Tempo di finanziaria e tempo di definire le priorità all’interno del  contesto socio economico italiano, con cui si misurano sia la maggioranza che l’opposizione.
Si richiama la crescita economica come obiettivo ma in mancanza di una reale prospettiva di miglioramento significativo  di qualunque parametro macroeconomico.
Uno dei pilastri del tessuto produttivo nel nostro Paese è  costituito dalle PMI, che rappresentano la maggior parte delle imprese italiane e sono considerate il motore dell’economia del Paese, rappresentando Secondo i dati dell’Istat  circa il 99,9% delle imprese italiane e impiegano circa il 70% della forza lavoro del settore privato in tutti gli ambiti produttivi. Molte di queste imprese sono family business, ovvero imprese gestite da famiglie che le hanno fondate e le continuano a gestire.
In questo contesto vi sono due concetti che dobbiamo tenere necessariamente in considerazione: transizione digitale per la competitività e salario minimo per la dignità del lavoro.

La sfida di una politica progressista dovrebbe essere, a mio parere, quella di  saper coniugare investimenti e trattamento economico dignitoso, consentendo alle imprese di crescere e di generare ricchezza per imprenditori e per la loro forza lavoro.
Qualunque processo di digitalizzazione passa attraverso competenze a cui le PMI molto spesso non possono accedere a causa di risorse limitate. Così si pensa che non sia una priorità e si rinuncia, perdendo in competitività pur mantenendo alta la qualità dei propri prodotti e servizi, con grande fatica e perdite significative.
Perché quindi non sostenere anche investimenti in ´competenze umane’ e non solo in macchinari, creando meccanismi di incentivazione e copertura dei costi di impresa nel reperire queste competenze all’esterno, a costi di mercato?
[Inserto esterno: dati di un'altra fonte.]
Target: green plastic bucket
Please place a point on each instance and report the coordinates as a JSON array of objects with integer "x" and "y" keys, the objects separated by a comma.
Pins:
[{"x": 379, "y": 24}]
Perché non prevedere anche la possibilità di rottamare software ed hardware obsoleti come accade per le automobili?

E, a fronte quindi del raggiungimento di maggior fatturato e maggiori utili, perché non incentivarne il reinvestimento in welfare aziendale o in aumenti dei salari?
Su questo circolo virtuoso ed in un contesto che coinvolge tutti nel risultato dell’impresa, si inserisce la misura del salario minimo come misura per la creazione di ricchezza e il miglioramento delle condizioni socioeconomiche degli italiani.
Alcuni sostengono che il salario minimo possa aiutare a ridurre la povertà e migliorare le condizioni di vita dei lavoratori, mentre altri ritengono che possa avere effetti negativi sull’occupazione e sulla competitività delle imprese.
Andrebbe presentata come misura all’interno di un contesto più ampio, strutturale, che possa includere tutti i protagonisti facendoli sentire parte di un unico progetto di crescita, imprenditori e lavoratori, per quanto di propria competenza e responsabilità. Con una politica che non punta a dividere ma a trovare obiettivi comuni pur da gruppi di interesse diversi.

Il salario minimo, andrebbe visto, inoltre, non solo come misura di ‘sopravvivenza dignitosa’ ma anche come possibilità di ognuno di tornare ad una forma di piccolo risparmio, di fatto la spina dorsale di questo paese, che ci consente tuttora di sopportare un debito pubblico sempre in crescita.